The difficulty in marrying the other two approaches with compliance requirements has forced some businesses to adopt a 'save everything' strategy. The purpose is to retain relevant email for the longest length of time mandated by either corporate retention policies or by external regulations. To minimise the impact of this on the business, IT departments can implement hierarchical storage or information lifecycle management, where emails are moved to cheaper media as their importance diminishes.

Source: Gartner/Information Age

 
 

Wall Street's SEC rule 17a-4, for instance, mandates that traders using instant messaging must ensure messages are archived and retrievable - and are able to show that the stored version has not been tampered with. Those kinds of records provide strong evidence in cases such as that of Fulcrum Global Partners where, in February 2005, the US National Association of Securities Dealers (NASD) fined a research analyst for circulating rumours about a company via IM, while simultaneously short selling that company's stock.

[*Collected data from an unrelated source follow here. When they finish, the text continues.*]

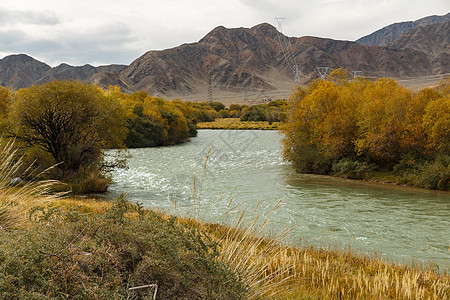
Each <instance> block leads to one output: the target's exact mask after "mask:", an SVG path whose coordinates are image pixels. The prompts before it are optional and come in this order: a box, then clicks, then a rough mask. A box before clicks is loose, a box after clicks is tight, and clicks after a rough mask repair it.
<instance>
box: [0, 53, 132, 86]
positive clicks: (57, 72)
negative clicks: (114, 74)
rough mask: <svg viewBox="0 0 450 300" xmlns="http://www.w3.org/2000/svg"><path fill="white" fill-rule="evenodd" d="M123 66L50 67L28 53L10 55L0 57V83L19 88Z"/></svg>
mask: <svg viewBox="0 0 450 300" xmlns="http://www.w3.org/2000/svg"><path fill="white" fill-rule="evenodd" d="M123 68H124V66H122V65H108V66H100V67H93V66H91V65H84V66H78V67H74V66H70V65H68V64H61V65H59V66H57V67H54V68H52V67H50V66H49V65H47V64H45V63H42V62H40V61H38V60H36V59H34V58H32V57H30V56H28V55H25V54H18V55H10V56H7V57H5V58H3V59H0V85H2V86H8V87H12V88H13V89H19V88H24V87H28V86H30V85H32V84H35V83H37V84H40V83H44V82H49V81H53V80H56V79H59V80H64V79H76V80H81V81H84V80H87V79H88V78H89V77H90V76H92V75H94V74H97V73H103V72H113V73H118V72H120V71H121V70H122V69H123Z"/></svg>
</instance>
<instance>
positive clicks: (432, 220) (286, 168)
mask: <svg viewBox="0 0 450 300" xmlns="http://www.w3.org/2000/svg"><path fill="white" fill-rule="evenodd" d="M280 140H281V135H280V134H279V133H278V132H276V131H256V130H239V131H234V130H200V131H199V133H198V137H195V138H193V139H192V140H191V142H189V143H186V144H182V145H177V146H171V147H160V148H145V149H131V150H130V154H131V155H132V158H131V159H130V161H129V164H128V165H129V169H128V170H120V171H116V172H115V173H114V174H113V179H114V184H113V185H112V186H111V187H110V192H109V197H115V196H117V195H119V194H120V193H125V195H126V196H127V198H129V199H132V200H133V201H138V202H141V203H142V204H144V205H145V206H146V207H150V208H160V209H163V210H165V211H168V212H176V213H180V214H191V215H192V214H196V215H199V216H200V218H201V219H202V220H205V221H217V222H227V221H226V220H229V219H231V218H232V215H233V212H235V211H237V210H240V209H246V210H247V211H248V212H249V214H251V212H252V211H253V210H254V209H255V207H256V206H257V204H258V202H260V205H259V206H258V213H259V214H261V215H265V214H268V213H269V212H270V211H271V210H272V208H273V207H274V206H275V204H276V203H277V202H278V201H279V200H280V199H282V201H281V204H280V206H279V207H278V208H277V209H276V210H275V211H273V212H272V213H271V215H270V226H271V227H270V228H271V230H272V231H273V232H277V231H280V230H281V229H283V228H285V227H294V226H297V227H296V228H295V229H294V230H293V231H292V232H291V235H290V240H289V241H290V242H291V243H294V244H295V243H299V241H300V240H301V243H302V244H305V243H306V244H308V245H315V246H320V247H331V248H334V247H338V248H341V249H342V248H348V247H351V248H352V249H353V250H355V251H359V252H362V253H366V254H369V255H377V256H379V257H383V258H384V259H386V260H389V261H394V262H402V263H411V262H420V263H425V264H432V265H433V266H439V267H440V270H441V271H443V270H447V271H449V266H450V194H449V193H448V192H439V191H427V190H421V189H415V188H406V187H399V186H392V185H383V184H374V183H367V182H360V181H354V180H346V179H342V178H335V177H329V176H318V175H306V174H298V173H296V172H295V171H294V170H293V168H292V166H291V165H290V164H289V163H286V162H284V161H283V159H282V150H281V146H280ZM210 149H211V150H210ZM208 152H209V156H208ZM206 158H208V159H207V162H206V166H205V160H206ZM194 177H195V179H194ZM194 180H195V188H194ZM221 196H222V197H221ZM219 197H221V198H220V200H219V201H217V202H216V200H217V199H218V198H219ZM231 200H232V201H231ZM230 201H231V203H230ZM198 207H199V209H198Z"/></svg>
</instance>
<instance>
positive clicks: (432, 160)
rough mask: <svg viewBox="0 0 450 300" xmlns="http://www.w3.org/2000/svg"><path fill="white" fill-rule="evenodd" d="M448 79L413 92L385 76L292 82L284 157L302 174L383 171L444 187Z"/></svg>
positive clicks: (342, 78)
mask: <svg viewBox="0 0 450 300" xmlns="http://www.w3.org/2000/svg"><path fill="white" fill-rule="evenodd" d="M449 95H450V80H449V78H447V79H446V80H444V81H442V82H441V83H440V85H439V86H438V87H436V88H426V89H423V90H420V91H418V92H413V91H411V90H408V89H406V88H405V87H403V86H401V85H399V84H398V83H397V82H396V81H394V80H392V79H385V78H383V79H379V80H378V81H375V82H373V81H369V80H366V79H362V78H357V79H354V80H347V73H346V71H345V70H342V69H337V70H334V71H333V72H332V73H331V75H330V76H329V78H328V79H327V80H326V81H323V80H320V79H319V80H316V81H314V82H312V83H310V84H309V85H308V86H307V87H306V88H302V87H298V88H297V90H296V91H295V93H294V94H293V96H292V99H291V101H290V103H289V105H288V108H287V121H286V123H285V125H284V126H283V129H282V131H283V133H284V139H283V145H284V157H285V159H287V160H289V161H292V162H293V164H294V166H295V167H296V169H297V170H298V171H300V172H306V173H319V174H329V173H338V174H339V173H340V174H345V175H347V176H349V177H352V178H363V177H365V176H367V174H368V171H371V170H372V171H377V170H378V171H380V170H387V171H389V172H393V173H395V174H397V175H399V176H400V177H401V178H402V179H401V181H402V183H407V184H414V185H418V186H423V187H428V188H442V189H448V186H449V179H450V171H449V170H450V156H449V153H450V97H449Z"/></svg>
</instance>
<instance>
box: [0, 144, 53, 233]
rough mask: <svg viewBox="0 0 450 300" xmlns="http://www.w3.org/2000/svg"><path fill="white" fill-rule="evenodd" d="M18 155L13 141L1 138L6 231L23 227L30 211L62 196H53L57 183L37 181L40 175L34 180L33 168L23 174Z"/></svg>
mask: <svg viewBox="0 0 450 300" xmlns="http://www.w3.org/2000/svg"><path fill="white" fill-rule="evenodd" d="M17 152H18V150H17V149H16V148H15V147H14V141H13V140H9V141H7V140H5V139H3V138H0V229H3V230H11V229H14V228H18V227H22V226H24V225H25V224H26V223H27V218H28V217H27V212H28V211H29V209H30V208H32V207H34V206H36V205H39V204H42V203H45V202H48V201H51V200H53V199H55V198H58V197H59V196H61V194H51V189H52V187H53V186H54V185H55V184H56V183H57V181H54V180H44V181H39V180H37V179H36V178H37V176H39V175H41V174H38V175H37V176H33V174H32V171H31V167H32V166H31V167H29V168H27V169H26V170H25V171H23V172H22V171H21V169H22V168H23V165H22V157H20V156H19V155H18V153H17ZM19 178H20V179H19ZM13 179H15V180H13Z"/></svg>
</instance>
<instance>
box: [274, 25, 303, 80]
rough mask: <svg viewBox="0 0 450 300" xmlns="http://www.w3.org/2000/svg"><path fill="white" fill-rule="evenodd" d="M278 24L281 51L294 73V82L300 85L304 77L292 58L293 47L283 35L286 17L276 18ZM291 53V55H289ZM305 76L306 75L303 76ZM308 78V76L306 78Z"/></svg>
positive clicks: (287, 62) (278, 33) (297, 65)
mask: <svg viewBox="0 0 450 300" xmlns="http://www.w3.org/2000/svg"><path fill="white" fill-rule="evenodd" d="M275 20H276V21H277V23H278V41H279V42H280V46H281V50H282V51H283V55H284V59H285V60H286V62H287V63H288V65H289V67H290V68H291V69H292V72H293V73H294V82H296V83H300V75H303V74H302V72H301V71H300V69H299V68H298V65H297V64H296V63H295V61H294V59H293V58H292V46H291V43H290V42H289V40H287V39H286V37H285V36H284V35H283V22H284V20H286V18H284V17H278V18H275ZM288 51H289V53H288ZM303 76H304V75H303ZM305 77H306V76H305Z"/></svg>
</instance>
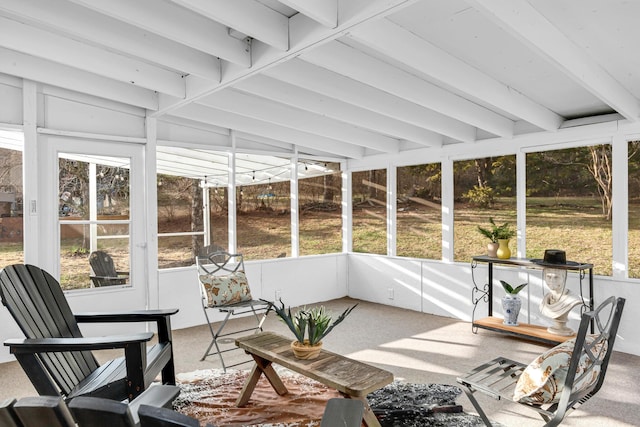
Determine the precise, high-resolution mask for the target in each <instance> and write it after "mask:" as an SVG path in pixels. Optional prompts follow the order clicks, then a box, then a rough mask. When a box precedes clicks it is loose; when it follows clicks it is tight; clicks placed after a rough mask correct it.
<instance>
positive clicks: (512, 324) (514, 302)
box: [500, 280, 527, 326]
mask: <svg viewBox="0 0 640 427" xmlns="http://www.w3.org/2000/svg"><path fill="white" fill-rule="evenodd" d="M500 284H501V285H502V288H503V289H504V291H505V292H506V294H505V296H503V297H502V309H503V312H504V321H503V322H502V323H503V324H505V325H508V326H518V315H519V314H520V308H521V307H522V301H521V300H520V297H519V296H518V292H520V291H521V290H523V289H524V288H525V286H527V283H523V284H521V285H518V286H516V287H515V288H514V287H513V286H511V285H510V284H509V283H507V282H505V281H504V280H501V281H500Z"/></svg>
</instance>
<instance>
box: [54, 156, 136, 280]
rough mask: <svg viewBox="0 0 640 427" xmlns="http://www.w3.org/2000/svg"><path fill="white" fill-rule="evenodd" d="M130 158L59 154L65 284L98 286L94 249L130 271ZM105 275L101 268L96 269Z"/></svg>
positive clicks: (60, 252)
mask: <svg viewBox="0 0 640 427" xmlns="http://www.w3.org/2000/svg"><path fill="white" fill-rule="evenodd" d="M129 168H130V159H128V158H119V157H100V158H99V159H97V158H96V159H93V158H90V157H88V156H86V155H81V154H80V155H79V154H67V153H61V154H60V155H59V157H58V177H59V181H58V189H59V193H58V195H59V200H58V217H59V224H60V267H61V268H60V272H61V273H60V284H61V286H62V288H63V289H65V290H71V289H82V288H89V287H92V286H94V284H93V283H92V280H91V279H90V276H91V275H93V273H94V272H92V271H91V267H90V266H89V261H88V260H89V255H90V254H91V252H94V251H97V250H100V251H104V252H106V253H107V254H108V255H109V256H110V257H111V258H112V259H113V261H114V264H115V267H116V270H118V271H127V272H128V271H129V270H130V267H129V266H130V256H129V254H130V239H129V230H130V225H131V224H130V217H129V212H130V197H129V196H130V186H129ZM95 273H96V274H98V275H99V274H100V273H99V272H95Z"/></svg>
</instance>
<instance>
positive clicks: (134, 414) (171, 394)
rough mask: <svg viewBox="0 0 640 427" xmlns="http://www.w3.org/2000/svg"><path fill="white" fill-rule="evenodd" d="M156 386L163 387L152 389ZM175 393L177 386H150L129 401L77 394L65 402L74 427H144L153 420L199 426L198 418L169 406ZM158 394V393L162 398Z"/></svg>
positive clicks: (170, 422) (176, 394)
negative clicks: (156, 391)
mask: <svg viewBox="0 0 640 427" xmlns="http://www.w3.org/2000/svg"><path fill="white" fill-rule="evenodd" d="M159 388H163V390H159V391H158V392H157V393H156V392H155V391H156V390H155V389H159ZM179 393H180V389H179V387H177V386H168V385H162V386H153V387H151V388H149V389H148V390H146V391H145V392H144V393H143V394H142V395H140V396H139V397H138V398H136V399H135V400H134V401H133V402H131V403H124V402H117V401H115V400H109V399H103V398H100V397H86V396H81V397H76V398H75V399H73V400H72V401H71V402H70V403H69V404H68V406H69V409H70V410H71V413H72V414H73V417H74V419H75V420H76V423H77V427H136V426H141V427H144V426H145V425H153V424H154V423H156V425H164V426H167V427H171V426H176V427H180V426H199V425H200V424H199V423H198V420H196V419H194V418H191V417H188V416H186V415H183V414H180V413H178V412H175V411H173V410H172V409H171V402H173V400H175V397H177V396H178V394H179ZM158 396H162V400H159V399H158ZM166 397H169V399H166ZM160 402H163V403H160Z"/></svg>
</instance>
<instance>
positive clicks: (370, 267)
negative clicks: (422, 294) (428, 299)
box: [349, 254, 422, 311]
mask: <svg viewBox="0 0 640 427" xmlns="http://www.w3.org/2000/svg"><path fill="white" fill-rule="evenodd" d="M420 268H421V267H420V261H418V260H412V259H408V258H391V257H386V256H383V255H372V254H350V255H349V296H350V297H352V298H357V299H361V300H364V301H371V302H376V303H379V304H386V305H391V306H394V307H401V308H406V309H409V310H415V311H421V310H422V307H421V298H420V292H421V289H420V287H421V276H420Z"/></svg>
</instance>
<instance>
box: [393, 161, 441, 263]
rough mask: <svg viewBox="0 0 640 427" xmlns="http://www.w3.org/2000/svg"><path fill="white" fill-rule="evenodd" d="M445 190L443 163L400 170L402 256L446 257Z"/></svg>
mask: <svg viewBox="0 0 640 427" xmlns="http://www.w3.org/2000/svg"><path fill="white" fill-rule="evenodd" d="M441 188H442V187H441V172H440V164H439V163H434V164H425V165H417V166H405V167H400V168H398V191H397V199H398V202H397V214H396V215H397V216H396V218H397V232H396V236H397V238H396V239H397V240H396V253H397V254H398V255H399V256H406V257H416V258H429V259H441V258H442V212H441V195H440V192H441Z"/></svg>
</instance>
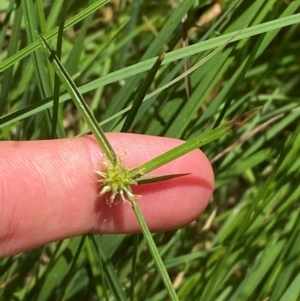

When it comes to archiving instant messages, businesses have three main choices: to use the basic archiving capabilities of enterprise IM platforms (consumer IM products such as MSN and Yahoo Messenger have no facilities for capturing messages as they are exchanged); implement an IM gateway that can provide advance archiving features; or export the messages into a message archiving system.

Whatever the technology choice, the principal of IM archiving should be the same as those applied to email, says Erica Rugullies, principal analyst at IT management consulting group, Forrester Research. By storing emails and IMs in the same archive system, businesses can "gain the benefits of a consistently applied policy: a single place in which to perform supervision activities; a reduced number of locations in which to undertake discovery; and reduced training requirements."

Storage strategies

In developing common message archiving policies, businesses still face some tricky choices. At supermarket group Somerfield, its 3,500 email accounts generate 100,000 incoming and outgoing messages each month. The email system is frequently used to negotiate with buyers, leaning that any email could potentially contain vital information. Using email archiving software from Veritas (now part of security and storage software vendor Symantec), the supermarket has stored 11 million emails since introducing the software in March 2002.

But Somerfield's approach of retaining all email is impractical for some. The BBC, for instance, has "a very definite retention strategy that includes deletion," explains Keith Little, head of IT. The organisation is faced with twin pressures of legal regulations, such as the Freedom of Information Act, and business pressures - in its case, to direct the maximum amount of licence fees into programme making.

"We've gone down the road of introducing an information management policy," says Little, "where the value of data to the business is assessed, and the way it is stored is based on its value. Email is defined as business critical."